Where is Haymitch anyway? Oh, there he is. Over at the makeshift bar, across the square, drinking and talking with some man. Of course, drinking! For all his faults, Peeta and Katniss are both alive. That redeems the man from his stupor-inspired disgraces, in my book.

All the attention is surreal. Other kids treat me nicely: tell me how happy they are for us and how proud they are of their mockingjay pins. Katniss still wears the one she has, the original. I get a closer look at it. It's real gold and polished shiny, the intricate detail of feather lines etched into the bird. Very beautiful. It fits Katniss' persona somehow.

Madge approaches the tributes later on in the night and hugs them both warmly. I don't think she's friends with Peeta. She's not really friends with anyone besides Katniss.

As the celebrations wind down and people begin to leave for home, Madge stands off by herself watching the festivities slow.
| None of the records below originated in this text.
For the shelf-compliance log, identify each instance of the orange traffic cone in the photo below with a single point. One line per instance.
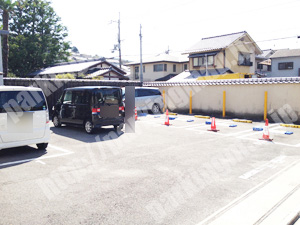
(167, 122)
(266, 134)
(135, 113)
(213, 125)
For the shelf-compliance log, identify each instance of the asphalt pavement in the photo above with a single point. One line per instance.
(177, 174)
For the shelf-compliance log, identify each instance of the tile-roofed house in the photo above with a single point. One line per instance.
(286, 63)
(235, 52)
(160, 67)
(83, 68)
(215, 43)
(263, 63)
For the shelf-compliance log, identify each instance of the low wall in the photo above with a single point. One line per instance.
(244, 99)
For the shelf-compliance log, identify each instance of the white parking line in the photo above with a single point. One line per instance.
(65, 152)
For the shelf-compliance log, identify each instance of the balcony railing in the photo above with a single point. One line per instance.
(245, 63)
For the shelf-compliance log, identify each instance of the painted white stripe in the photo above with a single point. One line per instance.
(66, 152)
(252, 190)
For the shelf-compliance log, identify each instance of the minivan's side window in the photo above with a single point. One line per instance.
(67, 97)
(108, 96)
(80, 97)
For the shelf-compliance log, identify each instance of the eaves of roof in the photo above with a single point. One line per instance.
(247, 81)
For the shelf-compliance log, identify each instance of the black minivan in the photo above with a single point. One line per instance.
(90, 107)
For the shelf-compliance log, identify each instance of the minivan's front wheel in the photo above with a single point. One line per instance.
(42, 146)
(155, 109)
(88, 126)
(56, 121)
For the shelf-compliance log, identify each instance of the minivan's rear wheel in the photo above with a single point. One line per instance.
(88, 126)
(119, 127)
(56, 121)
(42, 146)
(155, 109)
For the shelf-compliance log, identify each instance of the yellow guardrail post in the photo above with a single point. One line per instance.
(191, 102)
(224, 103)
(265, 105)
(164, 100)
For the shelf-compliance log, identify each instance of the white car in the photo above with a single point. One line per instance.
(147, 99)
(24, 117)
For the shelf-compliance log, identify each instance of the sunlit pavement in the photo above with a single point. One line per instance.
(177, 174)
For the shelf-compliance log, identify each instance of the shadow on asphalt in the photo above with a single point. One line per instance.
(19, 154)
(77, 133)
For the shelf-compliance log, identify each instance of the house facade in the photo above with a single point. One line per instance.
(159, 68)
(263, 62)
(286, 63)
(231, 52)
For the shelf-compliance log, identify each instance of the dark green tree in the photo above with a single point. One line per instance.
(7, 6)
(37, 37)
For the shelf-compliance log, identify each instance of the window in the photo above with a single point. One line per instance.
(201, 61)
(67, 97)
(108, 96)
(286, 66)
(159, 67)
(136, 72)
(185, 67)
(80, 97)
(244, 59)
(259, 66)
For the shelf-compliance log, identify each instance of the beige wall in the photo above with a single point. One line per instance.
(242, 101)
(231, 57)
(150, 75)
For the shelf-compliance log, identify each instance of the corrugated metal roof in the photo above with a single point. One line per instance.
(193, 75)
(215, 43)
(247, 81)
(73, 67)
(286, 53)
(163, 58)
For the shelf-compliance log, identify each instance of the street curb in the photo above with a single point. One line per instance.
(242, 121)
(290, 125)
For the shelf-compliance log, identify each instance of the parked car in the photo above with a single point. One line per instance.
(90, 107)
(24, 117)
(147, 99)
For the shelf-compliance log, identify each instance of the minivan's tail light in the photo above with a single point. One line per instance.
(95, 111)
(47, 117)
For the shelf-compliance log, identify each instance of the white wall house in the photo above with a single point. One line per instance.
(286, 63)
(161, 67)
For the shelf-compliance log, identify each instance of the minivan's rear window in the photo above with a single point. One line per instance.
(22, 101)
(108, 96)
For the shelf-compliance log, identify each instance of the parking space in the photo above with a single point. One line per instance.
(227, 128)
(15, 156)
(177, 174)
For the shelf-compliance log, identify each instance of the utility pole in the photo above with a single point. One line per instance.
(118, 46)
(141, 60)
(2, 32)
(119, 41)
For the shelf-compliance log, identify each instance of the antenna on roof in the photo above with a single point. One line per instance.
(168, 51)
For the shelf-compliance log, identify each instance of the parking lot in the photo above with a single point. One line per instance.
(177, 174)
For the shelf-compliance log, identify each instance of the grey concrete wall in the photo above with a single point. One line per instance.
(242, 100)
(285, 73)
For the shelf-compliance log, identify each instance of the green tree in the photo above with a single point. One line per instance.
(37, 39)
(7, 7)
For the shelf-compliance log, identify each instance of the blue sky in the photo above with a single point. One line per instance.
(175, 24)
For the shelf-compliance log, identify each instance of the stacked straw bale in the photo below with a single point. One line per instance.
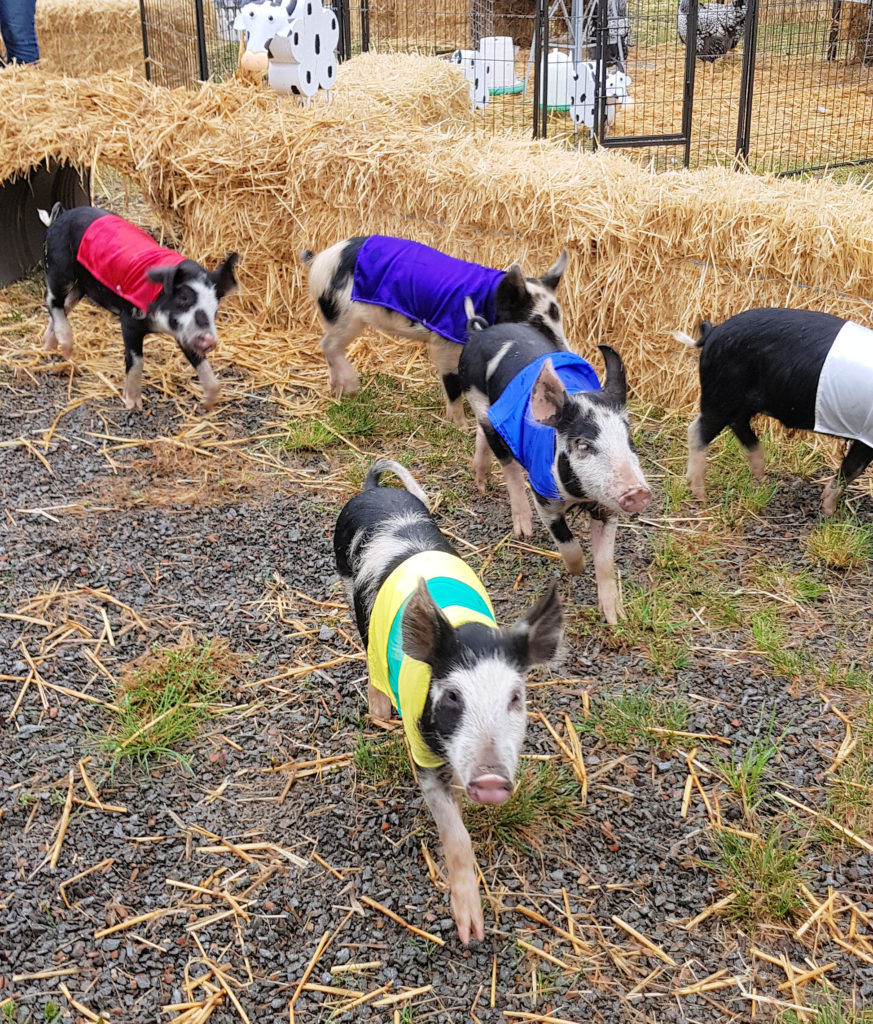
(89, 37)
(235, 167)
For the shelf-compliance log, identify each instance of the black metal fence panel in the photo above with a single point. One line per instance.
(781, 85)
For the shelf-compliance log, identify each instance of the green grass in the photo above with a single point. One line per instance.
(762, 875)
(834, 1011)
(384, 760)
(686, 581)
(772, 640)
(546, 801)
(794, 585)
(637, 719)
(169, 694)
(841, 544)
(747, 775)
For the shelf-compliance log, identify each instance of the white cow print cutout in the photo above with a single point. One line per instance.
(303, 57)
(582, 87)
(489, 69)
(261, 22)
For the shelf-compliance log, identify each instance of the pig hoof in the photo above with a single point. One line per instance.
(467, 910)
(829, 500)
(523, 528)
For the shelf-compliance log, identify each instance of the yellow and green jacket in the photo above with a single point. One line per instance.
(457, 591)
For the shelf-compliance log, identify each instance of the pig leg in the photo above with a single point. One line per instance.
(58, 332)
(603, 550)
(457, 848)
(857, 459)
(133, 335)
(481, 460)
(748, 438)
(553, 514)
(206, 376)
(700, 435)
(445, 355)
(379, 704)
(338, 337)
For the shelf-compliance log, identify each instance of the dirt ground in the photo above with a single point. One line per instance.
(706, 858)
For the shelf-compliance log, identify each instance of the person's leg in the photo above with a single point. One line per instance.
(18, 30)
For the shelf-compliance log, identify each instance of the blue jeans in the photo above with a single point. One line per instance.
(18, 31)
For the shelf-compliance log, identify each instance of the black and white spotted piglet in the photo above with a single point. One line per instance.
(543, 411)
(809, 370)
(415, 291)
(151, 289)
(436, 654)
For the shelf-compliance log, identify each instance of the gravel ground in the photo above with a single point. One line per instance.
(208, 562)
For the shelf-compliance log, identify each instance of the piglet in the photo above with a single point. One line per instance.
(542, 410)
(149, 288)
(437, 655)
(411, 290)
(811, 371)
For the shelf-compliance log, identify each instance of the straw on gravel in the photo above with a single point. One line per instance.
(235, 167)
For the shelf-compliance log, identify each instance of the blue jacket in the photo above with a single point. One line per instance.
(532, 443)
(424, 284)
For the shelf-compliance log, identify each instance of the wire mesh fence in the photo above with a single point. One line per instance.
(783, 85)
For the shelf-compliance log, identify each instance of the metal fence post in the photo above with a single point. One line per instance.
(143, 22)
(203, 58)
(744, 120)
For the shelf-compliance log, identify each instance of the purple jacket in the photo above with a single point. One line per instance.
(424, 285)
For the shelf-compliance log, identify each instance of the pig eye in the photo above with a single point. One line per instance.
(184, 297)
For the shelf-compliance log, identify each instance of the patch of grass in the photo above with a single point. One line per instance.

I approach her with an extra glass of chocolate milk. "Too much noise, Madge?"

Tired, worn beneath her eyes, her smile is faint as if the Hunger Games are not yet resolved. "Just needed some air, Prim. Thanks." She accepts the milk and sips it.

I can't get enough of the stuff although my tummy is begging for me to regulate consumption. "You're pretty close to Katniss then, huh?"

Madge shakes her head a little, "We keep each other at arms length." More dancing breaks out in the square, two goofy boys prance around the stone to laughter and claps of onlookers. "It's just nice that she's back and Peeta too."

I nod into the glass, spilling milk over my cheeks. Good thing this blouse is dark. I wipe off what chocolate milk I can. "It looked like you were having as much trouble as I was. You were out of school even." The milk smears. "What was that thing with your dad?"

She reaches over and dabs the spot with a napkin. "Sometimes, Prim... The right thing to do is more difficult than you think."

"Like Katniss volunteering for me." My tone is reverent. I watch my sister, carefree after a month of fierce hardship.

"And just because it was hard to do, doesn't mean it wasn't right." Madge's eyes solidify into confidence. "We have to do what is right... No matter what."

I smile at her, "Thanks, Madge."

She grins back, "Careful with that stuff, Prim. Too much can make you sick."

"We'll see!"

She laughs after me as I skip off to sneak another cup. Katniss comes over to me pats the top of my head. "Have you grown since I left, Prim?"

"Maybe... Have I?"

Katniss runs her flattened hand across my scalp and it intersects her chin. When she left, I was only as tall as her neck. "I think you have."

She's right. I have grown. Maybe a little in stature. A lot more in heart.